2.1. Expression and purification of SARS-CoV-2 3CLpro

Construction of the expression vector of SARS-CoV-2 3CL^pro for producing N terminal tag-cleavable fusion proteins in E. coli BL21 (DE3) was accomplished according to reported procedures with modification [³⁰]. Briefly, different from modified GST fusion protein expression vector (pGSTM), pET29a(+) was used to create the recombinant expression plasmid of SARS-CoV-2 3CL^pro with ubiquitin-like protein Smt3 and the five amino acids SAVLQ at the N-terminus followed by a modified HRV 3C protease cleavage site (SGVTFQ↓GP) connected to a His6-tag at the C-terminus by homologous recombination, eventually producing the eight amino acids GPHHHHHH at the C-terminus of SARS-CoV-2 3CL^pro. The plasmid DNA was transformed into E. coli BL21 (DE3) to express SARS-CoV-2 3CL^pro by the auto-induction method as described previously [³¹]. The cells were lysed by sonication in ice and the lysate was centrifuged at 4 °C for 30 min at 18000 rpm.
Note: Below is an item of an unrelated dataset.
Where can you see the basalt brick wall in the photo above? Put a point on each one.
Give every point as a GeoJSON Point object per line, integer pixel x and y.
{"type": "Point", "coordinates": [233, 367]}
The supernatant was loaded onto 2 mL Ni-NTA agarose (GE Healthcare), eluted with 300 mM imidazole and further purified through Superdex 200 10/300 GL column (GE Healthcare). The protein of interest was concentrated by centrifugation using a 10 kDa molecular weight cut-off (MWCO) concentrator and stored in a solution (25 mM HEPES, 150 mM NaCl, 1 mM DTT, pH 7.4) for enzymatic inhibition assay.